Sub-Saharan Africa lags behind the rest of the world in vaccination against COVID-19. It is widely feared that the next few months could see a humanitarian tragedy reminiscent of India’s second wave of COVID-19. While the low rate of vaccination has multiple causes, perhaps the most fundamental is the shortage of vaccine. Most of the Pfizer, Moderna, and Johnson & Johnson vaccine production has been purchased in advance by wealthy countries. India, a major producer of vaccine, has cut its exports because of domestic needs. China, however, says it is providing vaccine to some forty African countries. The United States and other developed countries are also providing vaccine, but the sense is that in the aggregate, these outside sources are not enough.
A widely advocated solution is for sub-Saharan Africa to develop its own pharmaceutical manufacturing capacity. Hence the excitement over the announcement that a partnership between Pfizer and the Biovac Institute in Cape Town, South Africa to manufacture the Pfizer-BioNTech COVID-19 vaccine. Production will start early in 2022, with the goal of producing 100 million doses annually.

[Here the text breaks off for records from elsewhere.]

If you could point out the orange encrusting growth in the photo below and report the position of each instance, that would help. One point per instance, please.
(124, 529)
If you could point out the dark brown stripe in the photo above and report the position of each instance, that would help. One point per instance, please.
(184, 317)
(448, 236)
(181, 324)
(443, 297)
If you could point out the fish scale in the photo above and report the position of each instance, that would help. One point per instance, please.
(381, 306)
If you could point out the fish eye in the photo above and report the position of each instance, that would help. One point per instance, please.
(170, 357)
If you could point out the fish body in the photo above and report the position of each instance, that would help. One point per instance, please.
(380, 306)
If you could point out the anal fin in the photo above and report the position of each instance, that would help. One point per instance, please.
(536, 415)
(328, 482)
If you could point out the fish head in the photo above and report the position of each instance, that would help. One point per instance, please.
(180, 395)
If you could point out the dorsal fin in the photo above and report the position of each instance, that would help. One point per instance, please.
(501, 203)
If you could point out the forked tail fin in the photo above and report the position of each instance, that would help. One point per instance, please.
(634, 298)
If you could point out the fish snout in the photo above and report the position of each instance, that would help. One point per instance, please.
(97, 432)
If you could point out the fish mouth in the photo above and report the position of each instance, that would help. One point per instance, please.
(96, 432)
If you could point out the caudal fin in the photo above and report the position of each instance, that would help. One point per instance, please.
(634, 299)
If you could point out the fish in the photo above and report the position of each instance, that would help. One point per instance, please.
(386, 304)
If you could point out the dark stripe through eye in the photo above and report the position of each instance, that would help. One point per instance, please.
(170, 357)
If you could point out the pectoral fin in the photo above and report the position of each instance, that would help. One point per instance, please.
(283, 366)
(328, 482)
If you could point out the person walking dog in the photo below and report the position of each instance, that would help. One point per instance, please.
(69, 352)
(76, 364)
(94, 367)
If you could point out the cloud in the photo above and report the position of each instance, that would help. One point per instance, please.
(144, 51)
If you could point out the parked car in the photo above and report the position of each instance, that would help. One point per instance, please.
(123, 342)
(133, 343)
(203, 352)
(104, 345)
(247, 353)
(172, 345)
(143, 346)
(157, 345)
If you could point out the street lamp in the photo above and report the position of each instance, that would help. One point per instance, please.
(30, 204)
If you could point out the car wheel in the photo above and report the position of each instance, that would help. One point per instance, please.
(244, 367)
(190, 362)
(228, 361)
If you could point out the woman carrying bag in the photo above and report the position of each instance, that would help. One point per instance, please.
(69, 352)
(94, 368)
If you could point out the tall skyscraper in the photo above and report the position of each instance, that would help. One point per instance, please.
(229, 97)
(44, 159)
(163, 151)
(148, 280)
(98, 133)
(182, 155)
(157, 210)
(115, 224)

The Biovac Institute is a partnership between a private South African company and the South African government. It was established in 2003 to build an indigenous vaccine production capacity.
The Pfizer agreement with Biovac is welcome—but it has its limitations. The Biovac arrangement is a “fill and finish” agreement in which the South African company imports the ingredients from Europe, blends them, puts them in vials, and then packages and distributes them across the continent. Johnson & Johnson already has a similar production arrangement with an Aspen Pharmacare factory in Port Elizabeth. Critics, including officials with Doctors Without Borders, note that the big pharmaceutical houses are not sharing their vaccine-manufacturing technology with Biovac.
Nevertheless, “fill and finish” is a step forward. South Africa is notorious for having by far the heaviest COVID disease burden. However, South Africa also has the best statistics infrastructure in Africa. It is possible that the South African burden is not so different from elsewhere on the continent.
South Africa has made more progress in vaccination than is often acknowledged by the outside media. Official figures show that more than 6.6 million doses—of which over 5.3 million are Pfizer doses, the remainder from J&J—have been administered to a population of some 60 million people. The Ramaphosa government’s goal is to have two-thirds of the population partially vaccinated by February 2022.